Bob Dylan was having none of it as he rode with my colleague’s uncle from the Iron Range back to the University of Minnesota one Sunday night in 1959.
“Bobby, don’t you think you should go to class once in a while?” Dylan’s concerned classmate asked.
As we all learned after watching the Oscar-nominated Dylan biopic “A Complete Unknown,” Bobby, seemingly, ignored everyone’s advice as he zipped off on a well-chronicled joyride, tarnished by a humiliation or a motorcycle crash here and there.
Like the subject of any film, Dylan would have been a nightmare for human resources. HR likes to toss around terms like “company culture,” lest someone starts to call it “mindless compliance.”
No one makes a film about the compliant, although I suppose “The Stepford Wives” took a good shot at it.
I didn’t ask my colleague what became of his uncle, but we know films aren’t made about people who melt into the system.
Heck I once heard a co-worker tell someone that “most people have a work personality and a non-work personality, but you just have a nonwork personality.”
No one’s going to make a film about a “work personality.” No one’s even making a film about Bobby Vee.

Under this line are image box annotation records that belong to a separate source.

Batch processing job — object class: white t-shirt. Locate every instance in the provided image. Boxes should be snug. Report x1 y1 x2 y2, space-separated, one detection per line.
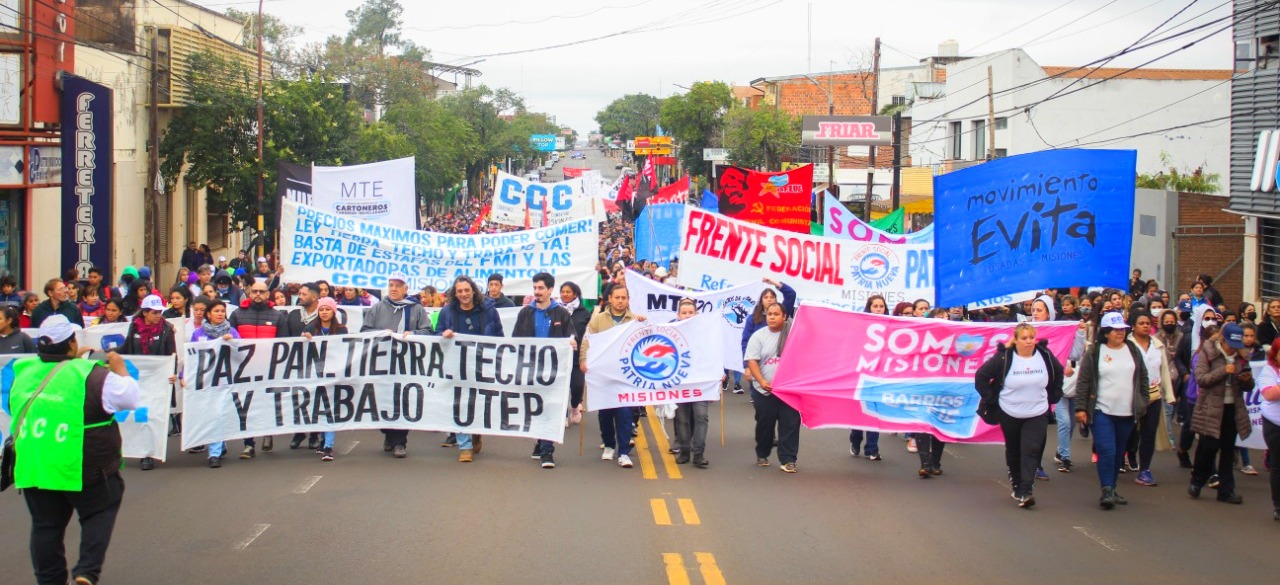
742 326 782 396
1097 343 1134 416
1000 352 1048 419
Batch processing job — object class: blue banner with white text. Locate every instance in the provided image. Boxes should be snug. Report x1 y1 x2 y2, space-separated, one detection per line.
933 150 1138 307
636 204 686 266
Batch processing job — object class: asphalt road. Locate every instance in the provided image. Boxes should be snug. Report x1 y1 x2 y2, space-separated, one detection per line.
0 396 1280 585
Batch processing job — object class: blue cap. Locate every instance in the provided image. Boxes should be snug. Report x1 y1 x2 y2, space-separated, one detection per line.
1222 323 1244 349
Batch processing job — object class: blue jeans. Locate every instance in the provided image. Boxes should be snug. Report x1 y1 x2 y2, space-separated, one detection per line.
1053 397 1075 460
599 406 634 454
1093 410 1134 488
849 429 879 456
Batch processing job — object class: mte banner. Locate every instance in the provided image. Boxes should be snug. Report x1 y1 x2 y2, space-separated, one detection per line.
933 150 1138 307
182 333 573 449
489 170 603 228
586 315 724 411
627 269 767 371
60 74 115 280
635 202 687 266
307 156 419 229
773 303 1079 443
717 165 813 233
678 207 933 309
280 201 600 298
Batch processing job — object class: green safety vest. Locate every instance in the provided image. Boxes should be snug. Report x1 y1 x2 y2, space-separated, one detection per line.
9 357 115 492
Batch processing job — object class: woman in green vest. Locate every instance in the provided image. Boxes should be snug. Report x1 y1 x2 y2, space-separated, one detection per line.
0 315 138 585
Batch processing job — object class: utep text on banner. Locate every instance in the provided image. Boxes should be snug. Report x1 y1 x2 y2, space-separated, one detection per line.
308 156 419 229
627 269 767 371
773 303 1079 443
0 346 175 461
489 170 593 228
678 207 933 309
182 333 573 449
60 74 115 280
635 204 687 266
280 201 599 298
823 192 933 246
717 165 813 233
586 315 724 411
933 150 1138 307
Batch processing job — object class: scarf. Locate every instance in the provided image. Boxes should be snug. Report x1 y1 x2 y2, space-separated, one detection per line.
133 315 164 356
200 319 232 339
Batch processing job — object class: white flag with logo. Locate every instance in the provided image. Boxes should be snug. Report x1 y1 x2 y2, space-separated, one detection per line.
627 270 768 371
586 315 724 411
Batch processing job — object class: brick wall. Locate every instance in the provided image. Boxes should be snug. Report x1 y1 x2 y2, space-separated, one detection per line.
1160 193 1244 311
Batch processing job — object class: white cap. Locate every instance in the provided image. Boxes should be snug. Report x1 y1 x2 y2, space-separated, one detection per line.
142 294 165 311
36 315 81 343
1098 311 1129 329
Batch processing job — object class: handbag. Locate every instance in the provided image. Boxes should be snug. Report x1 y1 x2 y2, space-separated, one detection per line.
0 361 67 492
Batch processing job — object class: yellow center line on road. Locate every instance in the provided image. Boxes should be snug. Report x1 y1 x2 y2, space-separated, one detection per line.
680 498 703 526
649 498 671 526
662 553 696 585
694 553 724 585
644 406 685 479
635 412 658 479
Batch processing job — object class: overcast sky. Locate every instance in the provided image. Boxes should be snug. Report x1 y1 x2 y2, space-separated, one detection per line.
196 0 1233 134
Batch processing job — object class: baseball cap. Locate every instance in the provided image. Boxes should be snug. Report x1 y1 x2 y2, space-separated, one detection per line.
36 315 81 344
142 294 165 311
1222 323 1244 349
1098 311 1129 329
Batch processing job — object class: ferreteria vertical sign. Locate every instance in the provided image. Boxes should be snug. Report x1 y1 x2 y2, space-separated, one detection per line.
182 333 573 449
61 76 115 279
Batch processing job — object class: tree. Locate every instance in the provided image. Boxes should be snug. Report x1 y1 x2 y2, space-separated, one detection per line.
659 82 733 177
595 93 662 141
724 108 800 170
160 52 360 227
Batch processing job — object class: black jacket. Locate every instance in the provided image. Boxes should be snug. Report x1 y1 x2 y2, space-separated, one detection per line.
511 300 577 337
973 339 1065 424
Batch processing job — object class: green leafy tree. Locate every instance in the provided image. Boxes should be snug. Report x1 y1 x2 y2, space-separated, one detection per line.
659 82 733 177
724 108 800 170
595 93 662 141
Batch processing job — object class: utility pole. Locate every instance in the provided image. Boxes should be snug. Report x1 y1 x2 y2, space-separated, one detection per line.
864 37 879 218
147 27 161 283
987 65 996 160
257 0 266 257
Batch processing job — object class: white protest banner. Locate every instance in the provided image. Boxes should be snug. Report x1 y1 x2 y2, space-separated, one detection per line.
626 269 768 371
586 315 724 411
115 356 177 461
182 333 572 449
311 156 419 229
678 209 934 310
489 170 594 228
280 201 600 298
0 353 175 461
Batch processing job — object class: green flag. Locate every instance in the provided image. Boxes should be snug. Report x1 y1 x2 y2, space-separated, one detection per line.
872 207 906 233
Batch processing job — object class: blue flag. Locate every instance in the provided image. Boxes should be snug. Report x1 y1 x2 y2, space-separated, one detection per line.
636 204 685 266
701 189 719 214
933 150 1138 307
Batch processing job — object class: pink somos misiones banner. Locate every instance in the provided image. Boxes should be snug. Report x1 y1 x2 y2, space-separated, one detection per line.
773 305 1078 443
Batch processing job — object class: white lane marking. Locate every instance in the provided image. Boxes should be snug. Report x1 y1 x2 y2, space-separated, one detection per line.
236 524 271 550
293 475 324 494
1074 526 1121 553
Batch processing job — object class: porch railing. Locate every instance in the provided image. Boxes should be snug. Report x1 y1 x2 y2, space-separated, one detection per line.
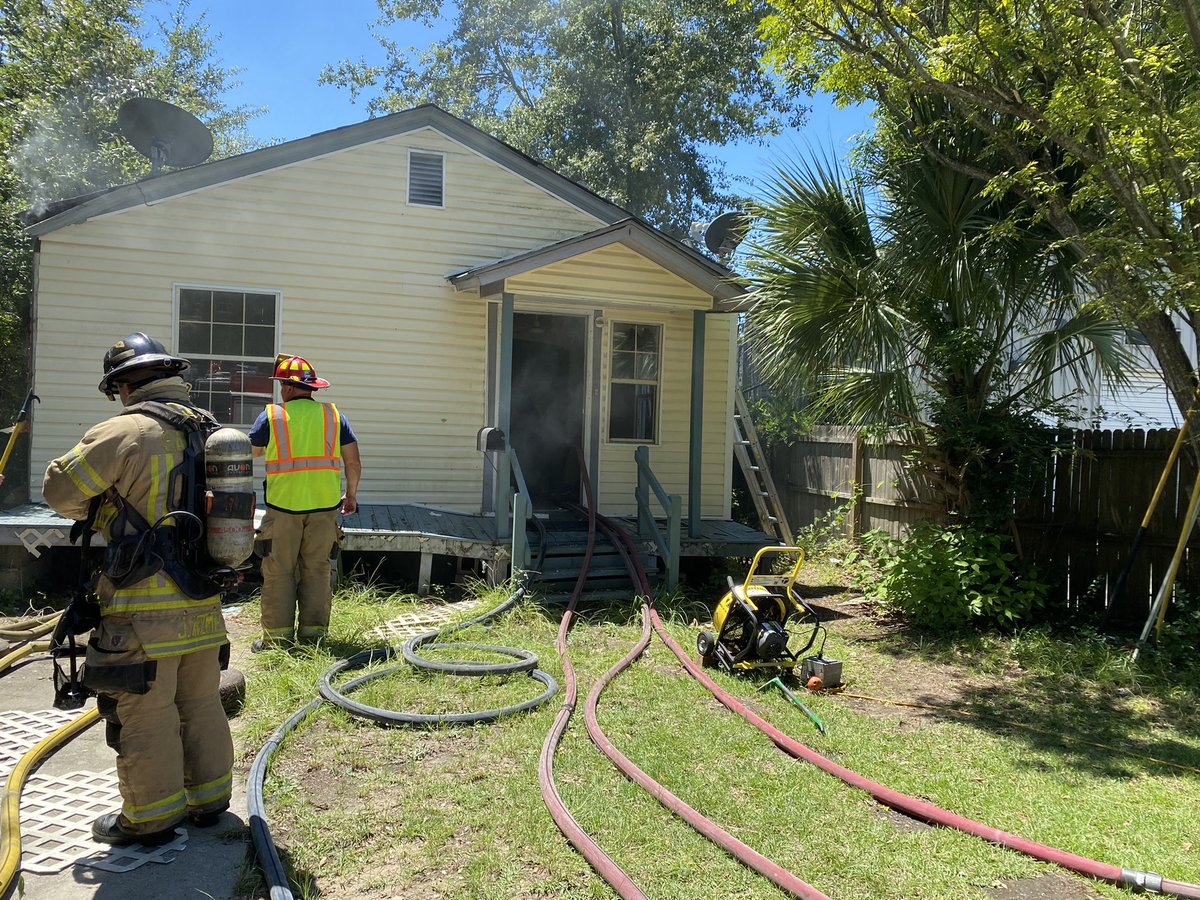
504 448 533 575
634 446 683 590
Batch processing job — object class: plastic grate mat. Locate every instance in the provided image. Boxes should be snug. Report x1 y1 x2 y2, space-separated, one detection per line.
367 600 479 644
20 769 187 875
0 709 84 778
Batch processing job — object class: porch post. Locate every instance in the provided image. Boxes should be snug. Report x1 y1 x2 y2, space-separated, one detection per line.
688 310 708 538
494 290 517 540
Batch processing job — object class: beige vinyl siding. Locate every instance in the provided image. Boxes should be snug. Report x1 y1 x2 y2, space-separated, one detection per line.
506 254 737 518
31 130 600 511
598 310 734 518
506 244 713 310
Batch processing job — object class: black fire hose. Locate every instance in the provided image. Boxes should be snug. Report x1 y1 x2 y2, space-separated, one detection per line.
246 586 558 900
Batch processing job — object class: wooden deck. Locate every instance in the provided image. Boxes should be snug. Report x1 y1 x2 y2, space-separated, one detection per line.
0 503 778 590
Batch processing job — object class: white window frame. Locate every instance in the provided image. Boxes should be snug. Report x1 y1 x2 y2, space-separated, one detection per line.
604 314 667 446
170 282 283 428
404 146 446 209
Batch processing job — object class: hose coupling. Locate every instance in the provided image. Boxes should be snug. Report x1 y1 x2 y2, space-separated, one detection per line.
1117 869 1163 894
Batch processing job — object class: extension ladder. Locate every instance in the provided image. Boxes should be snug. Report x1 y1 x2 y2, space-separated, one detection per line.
733 390 796 545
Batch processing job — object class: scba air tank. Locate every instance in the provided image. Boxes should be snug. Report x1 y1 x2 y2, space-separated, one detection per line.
204 428 254 568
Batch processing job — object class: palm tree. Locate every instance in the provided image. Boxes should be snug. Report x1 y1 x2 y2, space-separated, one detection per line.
745 130 1129 521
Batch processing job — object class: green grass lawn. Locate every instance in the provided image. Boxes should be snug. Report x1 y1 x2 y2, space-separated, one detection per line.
235 578 1200 900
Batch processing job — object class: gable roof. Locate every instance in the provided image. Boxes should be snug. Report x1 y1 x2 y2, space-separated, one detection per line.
446 217 745 312
26 104 630 236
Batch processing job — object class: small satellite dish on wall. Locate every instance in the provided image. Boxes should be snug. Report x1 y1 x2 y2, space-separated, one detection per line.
704 211 750 260
116 97 212 174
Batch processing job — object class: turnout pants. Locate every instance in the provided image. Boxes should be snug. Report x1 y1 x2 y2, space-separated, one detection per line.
84 619 233 834
258 508 337 644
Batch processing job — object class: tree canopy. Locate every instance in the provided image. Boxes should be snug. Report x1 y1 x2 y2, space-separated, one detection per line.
322 0 804 233
745 116 1129 524
764 0 1200 420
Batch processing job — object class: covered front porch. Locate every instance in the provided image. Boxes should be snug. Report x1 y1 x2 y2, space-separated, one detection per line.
0 503 778 595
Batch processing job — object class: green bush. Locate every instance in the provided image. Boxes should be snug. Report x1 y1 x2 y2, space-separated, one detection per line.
864 523 1048 630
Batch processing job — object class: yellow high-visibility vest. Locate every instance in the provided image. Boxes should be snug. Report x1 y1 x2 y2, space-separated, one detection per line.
266 398 342 512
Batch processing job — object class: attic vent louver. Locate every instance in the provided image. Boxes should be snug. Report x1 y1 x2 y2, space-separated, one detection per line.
408 150 443 206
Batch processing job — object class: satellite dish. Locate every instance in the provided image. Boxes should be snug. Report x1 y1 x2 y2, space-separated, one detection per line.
704 211 750 259
116 97 212 174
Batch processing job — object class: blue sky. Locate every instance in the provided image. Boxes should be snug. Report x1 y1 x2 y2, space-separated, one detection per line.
145 0 870 196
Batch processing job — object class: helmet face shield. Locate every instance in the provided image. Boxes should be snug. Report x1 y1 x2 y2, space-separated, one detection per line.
98 331 192 400
271 353 329 391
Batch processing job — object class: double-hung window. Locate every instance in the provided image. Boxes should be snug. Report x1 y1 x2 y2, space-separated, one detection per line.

The Fargo kid was not quite 16 when he replaced rock ‘n’ roll spark Buddy Holly at the Moorhead Armory Winter Dance Party on Feb. 4, 1959. The Beechcraft Bonanza that Holly sat in had crashed near Mason City, Iowa, the night before.
The scramble to find local talent spit Vee onto a stage to front his older brother’s band — because Vee was the one member of the group who knew all the lyrics to their songs.
“The fear didn’t hit me until the spotlight came on, and then I was just shattered by it,” Vee said years later. “If I opened my mouth, I wasn’t sure anything would come out. But it was my big break, and I had to go for it.”
If you started noodling Vee’s story for a film treatment, you would cement Vee’s underdog role in the scene where the Winter Dance Party promoters don’t even pay him.
That screenplay gets even better in the next scene, when the group releases a record. Then? Yowza!
You write that Vee’s group brings in an unknown, pianist calling himself Elston Gunn. Gunn, 18, has never played with anyone who recorded a song and will enroll at the University of Minnesota that fall.
It turns out that Gunn is Robert Zimmerman, working through his identity crisis before calling himself the cipher that is Bob Dylan.
Sadly, your Bobby Vee film treatment becomes a paper wad at the bottom of the garbage pail when you portray Vee for what he was: A sincere guy with a nice voice who could write a song and croon some tunes.
Moms and dads didn’t view Vee as a threat, even though they knew rock music was sending Americans into the arms of Communists.
Worse for the script, Vee ends up married to the same woman for more than half a century.
Hey, sounds like he would have gotten along fine at the office, though.
Rockin’ out is how Dylan would have begun his career if not for the fact his willowy frame, pale looks and finger-in-socket hair deposited him outside the Bobby Vee/Ricky Nelson/Frankie Avalon dreamboat category. So Bob went the folk route.
That decision gave “A Complete Unknown” screenplay adapters a chance to have Bob go electric at the Newport Folk Festival with his Marty McFly Stratocaster, portrayed as a message to his folkie fans as to just what they could do with their company culture.
The Newport crowd in the film behaves as if they were the ones who certified Dylan’s musical Powerball ticket, although in real life the New York Times’ next-day recap mentioned no civil disobedience.
Well, a little embellishment is why it’s called a biopic. Hard to stop the stories from growing.
No matter. We pay to see films made about people like Bob Dylan. People who could never get past HR.